Simon Waterfall, who last year became D&AD’s first digital president, co-founded Poke shortly after his company Deepend went bust in 2001. It had been the UK’s leading web design agency for three years, but then suddenly went under. Simon even signed on for a few months. Then he sat down with some of the directors from Deepend (Peter Beech, Nick Farnhill and Tom Hostler) and Oven Digital (Nicolas Roope and Iain Tait). “We decided we never wanted to repeat ourselves. We don’t want to do what we did, we don’t want to work for the same people, we don’t want to do the same type of work.” Hence the name: repeat yourself and you risk being poked by your colleagues.
Today Poke deals with brands like Topshop, Orange, Lego and Alexander McQueen, has won numerous awards and last year opened its first overseas office in New York. Simon is confident his agency will survive this time. “I’ve lived through recessions, I died in recessions,” he explains. “This one’s different because it’s an overinflation not of our marketplace, it’s of oil prices and consumption as a whole. It’s a reality check, because we learn every time a boom goes bust. When recession hits, people cut down on traditional marketing because of the risk attached.
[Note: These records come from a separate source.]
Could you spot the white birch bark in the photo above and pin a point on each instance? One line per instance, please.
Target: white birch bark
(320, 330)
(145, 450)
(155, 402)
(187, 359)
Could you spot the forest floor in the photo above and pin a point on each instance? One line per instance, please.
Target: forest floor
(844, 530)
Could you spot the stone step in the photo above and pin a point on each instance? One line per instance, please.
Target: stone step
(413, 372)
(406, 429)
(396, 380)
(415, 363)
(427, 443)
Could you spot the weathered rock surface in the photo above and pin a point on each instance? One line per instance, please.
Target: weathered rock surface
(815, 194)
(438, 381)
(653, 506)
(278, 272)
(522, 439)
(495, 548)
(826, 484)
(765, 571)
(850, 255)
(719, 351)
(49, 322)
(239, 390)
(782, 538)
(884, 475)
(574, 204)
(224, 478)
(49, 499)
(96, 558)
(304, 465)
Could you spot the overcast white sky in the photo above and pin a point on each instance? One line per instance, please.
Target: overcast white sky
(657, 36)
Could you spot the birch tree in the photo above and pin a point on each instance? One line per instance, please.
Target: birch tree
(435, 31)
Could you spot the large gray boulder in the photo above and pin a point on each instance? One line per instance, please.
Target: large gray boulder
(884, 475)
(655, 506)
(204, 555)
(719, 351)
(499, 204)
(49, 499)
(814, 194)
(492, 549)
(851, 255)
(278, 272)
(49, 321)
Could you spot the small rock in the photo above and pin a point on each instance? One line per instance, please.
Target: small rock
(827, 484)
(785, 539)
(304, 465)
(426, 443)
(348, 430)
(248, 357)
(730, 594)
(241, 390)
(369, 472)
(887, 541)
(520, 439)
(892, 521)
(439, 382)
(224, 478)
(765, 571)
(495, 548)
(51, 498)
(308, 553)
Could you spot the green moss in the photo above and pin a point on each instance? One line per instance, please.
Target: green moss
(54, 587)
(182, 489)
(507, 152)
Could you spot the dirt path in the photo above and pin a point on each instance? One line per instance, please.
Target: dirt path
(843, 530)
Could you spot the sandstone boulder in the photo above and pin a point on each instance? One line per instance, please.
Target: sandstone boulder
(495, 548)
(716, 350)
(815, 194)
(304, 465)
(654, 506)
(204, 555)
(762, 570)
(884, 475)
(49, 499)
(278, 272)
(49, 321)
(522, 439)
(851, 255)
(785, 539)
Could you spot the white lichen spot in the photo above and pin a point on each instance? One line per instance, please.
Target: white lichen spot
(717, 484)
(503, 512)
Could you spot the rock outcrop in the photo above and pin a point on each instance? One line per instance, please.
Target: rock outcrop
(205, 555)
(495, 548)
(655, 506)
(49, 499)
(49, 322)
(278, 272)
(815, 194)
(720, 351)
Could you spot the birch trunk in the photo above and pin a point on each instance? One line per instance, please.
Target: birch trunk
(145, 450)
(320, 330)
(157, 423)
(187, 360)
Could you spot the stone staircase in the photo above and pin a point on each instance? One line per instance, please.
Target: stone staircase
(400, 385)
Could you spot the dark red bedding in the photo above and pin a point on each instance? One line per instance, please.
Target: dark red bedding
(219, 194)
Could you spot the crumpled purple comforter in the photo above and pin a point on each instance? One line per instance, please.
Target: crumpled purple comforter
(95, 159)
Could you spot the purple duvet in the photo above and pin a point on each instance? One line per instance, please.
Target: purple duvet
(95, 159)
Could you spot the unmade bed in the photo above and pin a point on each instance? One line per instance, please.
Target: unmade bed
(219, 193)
They only do the appropriate marketing, and digital is absolutely trackable to the click. We’ll all be busier in a recession because the risk is reduced. You’re selling a service, a product; you’re everywhere and your shop is never shut."
It was also agreed not to let Poke turn into a huge company (Deepend had 350 employees) and to focus on the creative work rather than on travelling around the world and managing people. Each partner runs about two and a half big clients and projects and much of the work involves ‘web plus’. “I haven’t done any lone websites for a long time, maybe three or four years. It’s always web plus PR or web plus advertising. It’s not just us as a little microcosm.”
New projects
Poke’s latest project is promoting Motorola’s new ROKR E8 phone. Poke teamed up with dancing YouTube superstar David Elsewhere and asked him to interpret the phone’s features through dance. Add music by German electronic artists Modeselektor featuring Puppetmastaz and you’ve got a surefire viral that appeals to a huge audience. It’s even got its own YouTube channel. “People don’t buy the phone on features, so how do you differentiate it?” Simon asks. “We took two things that were huge, and they make you interested. That music is fucking better than the phone, and all three together create interest. We didn’t make an advert about the phone, the phone enabled this content to be made.”
All the while Simon Waterfall, who designs his own fashion brand, Social Suicide, and used to be known for his penchant for wearing skirts, remains grounded. “We’re not artists, we’re designers,” he explains. “We work for other people. Brands pay us to do work and we have to understand the brands and the constraints.” There’s no shortage of brands that would like to work with Poke. It’s one of the most acclaimed agencies in the country. And so, unlike Deepend, Poke is here to stay.